Don’t be fooled, though: Cheaper living doesn’t mean you’re sacrificing the beauty of Colorado that called your name in the first place. Grand Junction offers convenient access to just as much of the outdoors, without the clogged traffic heading west from Denver. It also differentiates itself from the other brewery-crazed destinations in the state as the center of Colorado’s Wine Country, with more than 25 wineries and vineyards nearby. One disadvantage, however, is the limited pool of professional opportunities. While there are employers in healthcare and Colorado Mesa University is located here, this city might be best if you’re enjoying the ability to work from home.
We looked at data from the biggest cities in Colorado to get a clear picture of where you’re likely to find employment opportunities while also enjoying your time away from the office. What makes a city ideal for you will not be a perfect match for someone else, but there are common factors most everyone looks for when searching for a new place to call home.

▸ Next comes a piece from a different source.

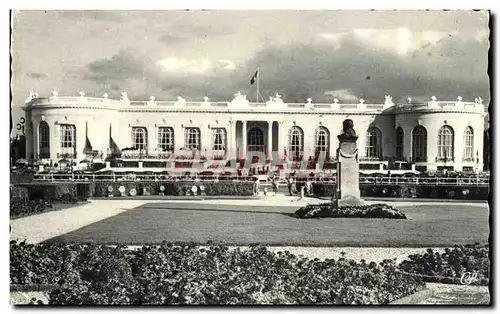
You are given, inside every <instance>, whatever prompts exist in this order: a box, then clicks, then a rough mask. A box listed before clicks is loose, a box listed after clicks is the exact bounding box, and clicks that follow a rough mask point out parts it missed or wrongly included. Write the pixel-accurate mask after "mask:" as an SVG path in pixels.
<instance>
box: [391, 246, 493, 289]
mask: <svg viewBox="0 0 500 314" xmlns="http://www.w3.org/2000/svg"><path fill="white" fill-rule="evenodd" d="M488 253H489V247H488V245H483V246H481V245H479V244H474V245H465V246H464V245H461V246H455V247H454V248H452V249H449V248H446V249H445V251H444V253H439V252H434V251H433V250H432V249H428V250H427V252H426V253H425V254H414V255H410V256H409V257H408V259H407V260H404V261H403V262H401V264H400V266H399V267H400V268H401V270H402V271H405V272H408V273H414V274H422V275H424V276H425V277H422V279H423V280H425V281H432V282H442V283H451V284H471V285H488V282H489V277H490V276H489V274H490V260H489V256H488Z"/></svg>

We assessed these areas:
- What it costs – We compared each city’s cost of living data from the Economic Policy Institute with per capita personal income from the U.S. Bureau of Economic Analysis to get a sense of how far a dollar can stretch. Then, we considered year-over-year home price data from real estate brokerage Redfin and realtor.com to learn where the real estate market is especially competitive.
- How it feels – We looked at overall wellbeing based on the Sharecare Community Well-Being Index; employment data from the U.S. Bureau of Labor Statistics, plus the leading companies that are headquartered or have big operations in these places; culture and outdoor opportunities based on information from each city’s convention and visitors bureau; and safety, including crime rates based on FBI data.
- Who’s moving there – Over the past decade, all of these cities have experienced positive net migration, which means that more people moved in than moved out. We also looked at estimates of how many people will likely continue moving there in the next decade to get a sense of where property values might continue rising.
Keep in mind: This list is simply a place to start for your search. These are all bigger cities with at least 60,000 residents, but you might be just as happy in a remote mountain town with a few entertainment options on Main Street and a short line to the ski lift. Consider what you value most: major league sports and big-ticket concerts in Denver, for example, or struggling to find a Wi-Fi signal somewhere closer to a mountain path. You can have it all in Colorado.